Wednesday, May 25, 2005

Lycium Fruit

Good for vision and the kidneys: Lycium Fruit. Well, I can use improvement. So today I tried the first Lycium Fruit I can ever remember. It did taste oddly familiar, but I can’t think of when I may have ever tried it.

Every meal is ended with desert here. However, the Chinese don’t seem to care for sweets. It is almost always an offering of a fruit. I’ve had pears for days now. Sliced or peeled, always pear.

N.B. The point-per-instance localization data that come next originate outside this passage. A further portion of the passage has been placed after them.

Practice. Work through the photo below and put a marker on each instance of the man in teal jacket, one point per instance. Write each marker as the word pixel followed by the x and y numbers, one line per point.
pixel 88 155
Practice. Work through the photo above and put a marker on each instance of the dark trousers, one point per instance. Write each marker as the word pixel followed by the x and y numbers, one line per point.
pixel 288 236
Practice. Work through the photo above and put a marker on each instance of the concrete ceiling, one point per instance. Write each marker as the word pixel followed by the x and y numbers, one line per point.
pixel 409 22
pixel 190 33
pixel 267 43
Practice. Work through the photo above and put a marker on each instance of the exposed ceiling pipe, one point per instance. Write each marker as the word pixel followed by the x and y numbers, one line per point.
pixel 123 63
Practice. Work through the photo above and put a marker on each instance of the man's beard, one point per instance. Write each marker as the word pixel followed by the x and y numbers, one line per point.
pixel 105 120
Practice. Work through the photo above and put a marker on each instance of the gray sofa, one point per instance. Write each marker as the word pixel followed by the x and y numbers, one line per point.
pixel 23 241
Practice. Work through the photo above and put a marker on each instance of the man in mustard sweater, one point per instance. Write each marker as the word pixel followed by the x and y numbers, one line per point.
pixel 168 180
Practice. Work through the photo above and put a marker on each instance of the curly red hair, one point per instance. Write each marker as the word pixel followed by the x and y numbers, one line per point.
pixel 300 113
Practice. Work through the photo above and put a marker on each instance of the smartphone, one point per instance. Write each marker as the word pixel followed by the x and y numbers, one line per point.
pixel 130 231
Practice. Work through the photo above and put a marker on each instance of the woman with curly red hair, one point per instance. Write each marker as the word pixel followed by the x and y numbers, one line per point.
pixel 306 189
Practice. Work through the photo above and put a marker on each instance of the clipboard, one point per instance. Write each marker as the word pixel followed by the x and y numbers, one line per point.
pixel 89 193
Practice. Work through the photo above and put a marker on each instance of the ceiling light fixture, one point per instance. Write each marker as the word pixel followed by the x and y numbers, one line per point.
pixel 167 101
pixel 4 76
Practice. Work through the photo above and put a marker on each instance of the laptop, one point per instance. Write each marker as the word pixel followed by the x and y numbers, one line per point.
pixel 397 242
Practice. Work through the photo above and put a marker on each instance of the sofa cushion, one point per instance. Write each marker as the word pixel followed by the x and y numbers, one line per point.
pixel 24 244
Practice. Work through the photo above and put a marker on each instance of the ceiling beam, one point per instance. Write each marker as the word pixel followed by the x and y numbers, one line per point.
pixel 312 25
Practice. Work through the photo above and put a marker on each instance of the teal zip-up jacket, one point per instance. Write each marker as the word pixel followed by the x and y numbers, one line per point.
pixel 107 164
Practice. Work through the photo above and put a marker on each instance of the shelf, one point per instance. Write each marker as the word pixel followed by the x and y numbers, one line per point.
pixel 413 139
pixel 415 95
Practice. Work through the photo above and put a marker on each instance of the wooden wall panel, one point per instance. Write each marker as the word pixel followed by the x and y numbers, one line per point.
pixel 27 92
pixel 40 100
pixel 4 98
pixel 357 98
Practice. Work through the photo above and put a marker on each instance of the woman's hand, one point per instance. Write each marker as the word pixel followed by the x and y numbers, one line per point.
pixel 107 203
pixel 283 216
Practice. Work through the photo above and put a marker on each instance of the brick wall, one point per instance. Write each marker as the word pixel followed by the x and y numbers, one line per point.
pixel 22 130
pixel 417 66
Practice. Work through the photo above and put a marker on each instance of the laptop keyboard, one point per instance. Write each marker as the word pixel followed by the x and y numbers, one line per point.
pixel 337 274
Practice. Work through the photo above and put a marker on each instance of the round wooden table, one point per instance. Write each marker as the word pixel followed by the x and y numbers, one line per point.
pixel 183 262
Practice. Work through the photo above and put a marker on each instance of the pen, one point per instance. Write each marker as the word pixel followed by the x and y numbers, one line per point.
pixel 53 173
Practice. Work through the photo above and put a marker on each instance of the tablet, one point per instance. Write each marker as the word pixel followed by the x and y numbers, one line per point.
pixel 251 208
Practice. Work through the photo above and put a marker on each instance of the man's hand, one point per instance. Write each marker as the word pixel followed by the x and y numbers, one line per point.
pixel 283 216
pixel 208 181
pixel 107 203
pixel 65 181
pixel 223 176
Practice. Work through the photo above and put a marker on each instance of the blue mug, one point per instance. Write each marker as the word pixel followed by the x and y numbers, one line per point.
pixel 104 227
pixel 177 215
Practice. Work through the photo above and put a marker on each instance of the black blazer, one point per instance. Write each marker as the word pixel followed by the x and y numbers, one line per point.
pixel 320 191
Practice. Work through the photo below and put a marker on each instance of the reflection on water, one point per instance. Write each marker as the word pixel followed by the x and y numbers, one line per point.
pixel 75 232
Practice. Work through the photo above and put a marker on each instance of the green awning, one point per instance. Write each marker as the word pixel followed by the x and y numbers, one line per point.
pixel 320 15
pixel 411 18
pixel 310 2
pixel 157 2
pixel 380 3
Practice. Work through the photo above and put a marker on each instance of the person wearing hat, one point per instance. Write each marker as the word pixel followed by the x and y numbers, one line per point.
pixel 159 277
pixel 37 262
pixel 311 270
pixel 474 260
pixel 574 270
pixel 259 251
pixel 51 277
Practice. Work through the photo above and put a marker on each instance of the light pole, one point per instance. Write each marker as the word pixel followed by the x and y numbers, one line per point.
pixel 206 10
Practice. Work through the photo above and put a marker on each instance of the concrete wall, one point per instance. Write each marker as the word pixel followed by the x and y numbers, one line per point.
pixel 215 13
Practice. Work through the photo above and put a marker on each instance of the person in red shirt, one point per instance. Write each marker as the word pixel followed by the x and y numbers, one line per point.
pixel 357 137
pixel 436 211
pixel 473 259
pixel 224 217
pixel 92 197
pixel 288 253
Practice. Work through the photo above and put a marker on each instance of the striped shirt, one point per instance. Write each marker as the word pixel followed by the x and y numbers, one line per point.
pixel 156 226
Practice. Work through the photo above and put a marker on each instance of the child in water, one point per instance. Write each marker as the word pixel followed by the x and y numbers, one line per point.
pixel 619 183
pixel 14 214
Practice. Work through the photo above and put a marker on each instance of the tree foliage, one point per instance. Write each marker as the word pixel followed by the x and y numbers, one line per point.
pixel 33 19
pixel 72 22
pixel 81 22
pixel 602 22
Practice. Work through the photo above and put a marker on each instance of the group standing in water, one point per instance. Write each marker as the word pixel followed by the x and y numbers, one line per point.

But today, we had the first Lycium. It is from a fruit tree plentiful in this area. The Chinese have for hundreds of years considered it as “a Chinese herb that is used to improve vision and to prevent headaches and dizziness caused by liver and kidney deficiencies”. It is about the size of a kiwi, with a peel that is removed to expose a sweet onion-like core that is both sweet and a little bitter.

The ownership of the orchards is most interesting. (I think I have most of this right.) The government decided to get out of the farming of the fruit but had many trees of its possession. Being for the people, a tree or two was given to each family. In fact, they are awarded in drawings in each township yearly according to the available trees (some get destroyed in urban development). Each is numbered, and a family will be provided rights to particular trees. So all families harvest their own tree.

I was told these lycium were too early. They will be better in a month. Still pretty good.